Why Did Prop Howell Fail?

After community members voted down Proposition Howell on the Nov. 8 ballot, the board of education examines the reasons behind its defeat in order to look toward the future of the school district.


Credit to Savannah Wandzel)

Vice President Rene Cope and Director Mike Sommer sit together with other members of the board, discussing effects of Prop Howell failing to pass. The board members discuss the different cuts that the district may need to make for the 17-18 year.

By Aimee Clive

Millions of Americans held their breath during the presidential election on Nov. 8, but teachers, students and parents in FHSD awaited another result as well. FHSD presented Prop Howell to the voters as a 60 cent operating levy increase, costing an owner of a $200,000 home approximately $19 per month. The proposition failed, with about 48 percent of the voters in favor and 52 percent of the voters in opposition of Prop Howell.

A similar levy, Prop Y, of 90 cents was defeated in August 2015, with about 34 percent in favor of the proposition and about 66 percent voting against it. Prop Y was controversial to many because of both the size of the tax increase and the high price of the single-issue election.

“I think we gained much support from the previous time that we went out, and that was because of our communication effort,” Superintendent Mary Hendricks-Harris said. “Obviously we still have not reached 50 percent of people, so it was much improved, but it was not where we needed to be.”

The District has cut $20 million from the budget over the last five years, including more than $12 million from just the last two years. While these cuts were significant, they went largely unnoticed due to the District’s efforts to maintain student programs as much as possible.

“[Voters] didn’t understand it and they didn’t see the repercussions from Prop Y, so they just believed we had what we needed and we didn’t need any more,” senior Madison Clifton, school board student representative at the Nov. 17 meeting, said.

Any presidential election ensures a large voter turnout at the polls, but this one seemed to provoke especially strong voter opinions. Chief of Communications and Community Relations Matt Deichmann believes the atmosphere surrounding the election may have contributed to the levy failure, as people had many different opinions on the candidates for the presidency.

“We had two presidential candidates with historically low approval ratings, so I suspect there were a lot of people who went to the polls on election day to vote against someone or ‘no’ on something,” Deichmann said. “It was not a great environment for Proposition Howell. It was the perfect storm.”

As they are parents of a Central Elementary employee, retired couple Don and Lenora Funki supported Prop Howell from the beginning. But while personally understanding the necessity of the tax levy, they also believe that the District did not emphasize it enough to those without connections to FHSD. They imagine the proposal would have had greater community support had it been expressed more clearly as to what programs and materials the money from the tax levy would be funding.
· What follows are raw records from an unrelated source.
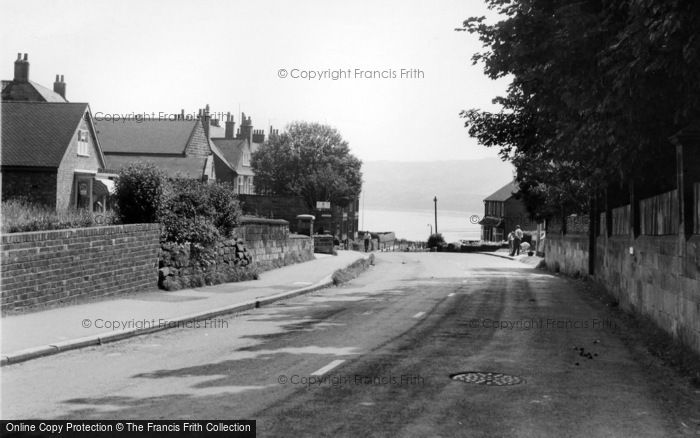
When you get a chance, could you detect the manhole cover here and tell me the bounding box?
[450,372,525,386]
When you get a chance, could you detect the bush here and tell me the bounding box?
[427,233,446,248]
[1,198,119,233]
[114,163,169,224]
[160,179,242,246]
[207,182,242,236]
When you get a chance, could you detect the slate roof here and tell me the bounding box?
[209,142,237,174]
[484,181,519,202]
[1,101,89,167]
[95,119,199,154]
[1,80,68,102]
[211,137,255,176]
[103,155,210,179]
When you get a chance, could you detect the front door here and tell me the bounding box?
[75,176,91,210]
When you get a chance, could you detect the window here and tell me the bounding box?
[77,129,89,156]
[238,177,244,194]
[242,151,250,166]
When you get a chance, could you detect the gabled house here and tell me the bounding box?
[2,53,68,102]
[1,102,110,210]
[96,116,216,181]
[479,180,534,241]
[210,112,267,194]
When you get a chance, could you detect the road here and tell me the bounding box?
[2,253,699,437]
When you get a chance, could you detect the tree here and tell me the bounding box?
[460,0,700,216]
[251,122,363,208]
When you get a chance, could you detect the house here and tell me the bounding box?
[313,198,360,241]
[209,112,268,194]
[2,53,68,102]
[1,102,110,211]
[95,113,215,181]
[479,180,535,241]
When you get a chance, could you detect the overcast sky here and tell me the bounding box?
[1,0,509,163]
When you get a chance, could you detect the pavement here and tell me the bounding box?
[0,250,371,366]
[480,248,544,267]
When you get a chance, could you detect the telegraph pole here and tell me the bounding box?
[433,196,438,235]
“It would have been helpful to a lot of people if it was more definitive and transparent as to specifically where the money was going to go,” Don Funki said.

Following the failure of Prop Howell, it is now up to the Board of Education to determine where the district goes from here. More cuts will have to be made, and they are likely to have more severe long-term effects on the vitality of the student body and the school staffs, with topics such as transportation and classroom materials being mentioned in the talks of what could be cut for the years to come, until the district can find a way to increase funding.

“I do think it’s important to express gratitude to everybody that did support it,” Hendricks-Harris said. “We did have 48 percent of our community support it. We had our students, staff and community out working all the time to ensure that this conversation didn’t have to happen. What makes me sad is that in Francis Howell, we are having conversations about ‘Are we going to have books? Are we going to have buses? Are we going to have the support counselors that we need in schools?’. That conversation shouldn’t be happening in a district like ours.”